Mr Hunt was educated at the prestigious pound;17,160-a-year University College School in Hampstead, a wealthy area of North London, and continued his studies at Trinity College, Cambridge, where he secured a first in history - the subject through which he would make his name.

He has gone on record with his support for Mr Gove's English Baccalaureate performance measure, which places greater emphasis on traditional academic subjects, including history. He did, however, criticise the coalition's proposed reforms of the national curriculum, claiming they were "too prescriptive".

Having studied history, Latin and English literature at A level, he may struggle to convince some people of his affinity with vocational education, in line with his party's theme of focusing on the "forgotten 50 per cent" who do not attend university.

Despite a relatively short career to date as an MP, Mr Hunt has spent many years working in Whitehall - first in the Labour Party headquarters on Tony Blair's 1997 election campaign, then, between 1997 and 2000, as special adviser to Lord Sainsbury, who was science minister at the time.

By 2001, he had left Whitehall to take up a teaching role as a lecturer in history at Queen Mary, University of London.

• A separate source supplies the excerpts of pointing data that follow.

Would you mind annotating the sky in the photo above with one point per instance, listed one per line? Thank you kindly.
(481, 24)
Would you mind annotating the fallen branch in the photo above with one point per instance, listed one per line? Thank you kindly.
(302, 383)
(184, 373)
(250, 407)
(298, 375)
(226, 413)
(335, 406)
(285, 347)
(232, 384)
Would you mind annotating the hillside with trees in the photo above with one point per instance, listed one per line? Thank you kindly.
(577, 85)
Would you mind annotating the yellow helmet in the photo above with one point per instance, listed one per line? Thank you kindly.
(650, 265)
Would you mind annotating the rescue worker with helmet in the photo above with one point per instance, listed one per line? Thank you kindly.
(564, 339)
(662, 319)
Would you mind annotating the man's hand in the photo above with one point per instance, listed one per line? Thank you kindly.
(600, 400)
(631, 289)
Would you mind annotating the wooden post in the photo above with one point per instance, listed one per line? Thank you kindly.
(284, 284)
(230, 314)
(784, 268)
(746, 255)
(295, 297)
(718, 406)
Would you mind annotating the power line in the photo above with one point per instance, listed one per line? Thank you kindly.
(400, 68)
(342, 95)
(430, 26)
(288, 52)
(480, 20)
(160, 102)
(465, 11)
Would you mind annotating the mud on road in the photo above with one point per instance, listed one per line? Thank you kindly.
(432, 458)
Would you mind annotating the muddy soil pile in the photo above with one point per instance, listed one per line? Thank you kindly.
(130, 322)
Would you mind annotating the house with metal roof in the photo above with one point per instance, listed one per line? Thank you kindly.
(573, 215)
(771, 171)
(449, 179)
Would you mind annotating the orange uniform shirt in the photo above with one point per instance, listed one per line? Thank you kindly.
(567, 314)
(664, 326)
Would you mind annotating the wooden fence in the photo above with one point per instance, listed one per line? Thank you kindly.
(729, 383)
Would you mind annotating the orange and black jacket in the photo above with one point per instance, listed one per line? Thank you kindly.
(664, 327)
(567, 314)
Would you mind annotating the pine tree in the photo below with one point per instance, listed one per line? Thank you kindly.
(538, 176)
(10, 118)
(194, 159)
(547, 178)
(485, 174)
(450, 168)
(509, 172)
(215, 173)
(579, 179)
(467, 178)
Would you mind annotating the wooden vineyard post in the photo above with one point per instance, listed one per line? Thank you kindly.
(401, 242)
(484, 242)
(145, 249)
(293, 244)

He combined teaching with presenting radio and TV programmes for the BBC and Channel 4, and reportedly received a six-figure advance for his most recent book, the award-winning The Frock-Coated Communist: the revolutionary life of Friedrich Engels.

In his brief time at Westminster, Mr Hunt has already won admirers from across the political spectrum. The right-leaning Spectator magazine not only described him recently as having the "easy charm, quick wits and good looks you would expect of a TV historian", but also tipped him to go far on account of his ability to speak to Middle England.

While Mr Hunt's academic and intellectual prowess are in no doubt, he will now have to show whether he can turn his hand to the grubbier rough and tumble of front-line politics.

Despite his own highly traditional education, he has defended teachers under attack for using more alternative methods. Showing a seasoned politician's ear for a soundbite, he hit back at Mr Gove after the education secretary mocked a teacher whose lessons on Nazi Germany incorporated Mr Men characters. "Before he rushes to judgement about young people, Michael Gove should make sure he has researched the evidence thoroughly," he said. "Otherwise he risks coming across as Mr Sloppy."

He may also have won support among teachers by taking classes at further education and sixth-form colleges, although this did provide ammunition to his political rivals. Having criticised the government for allowing unqualified teachers into the classroom, it turned out that Mr Hunt himself lacked that particular piece of paper among his academic credentials.

Times past


Tristram Hunt has presented and appeared on a number of radio and television programmes for the BBC and Channel 4, including Great Britons in 2002, The Joy of Motoring in 2009 and In Our Time in 2012.


He is the author of several books, including Building Jerusalem: the rise and fall of the Victorian City (2004) and the award-winning biography The Frock-coated Communist: the revolutionary life of Friedrich Engels (2009).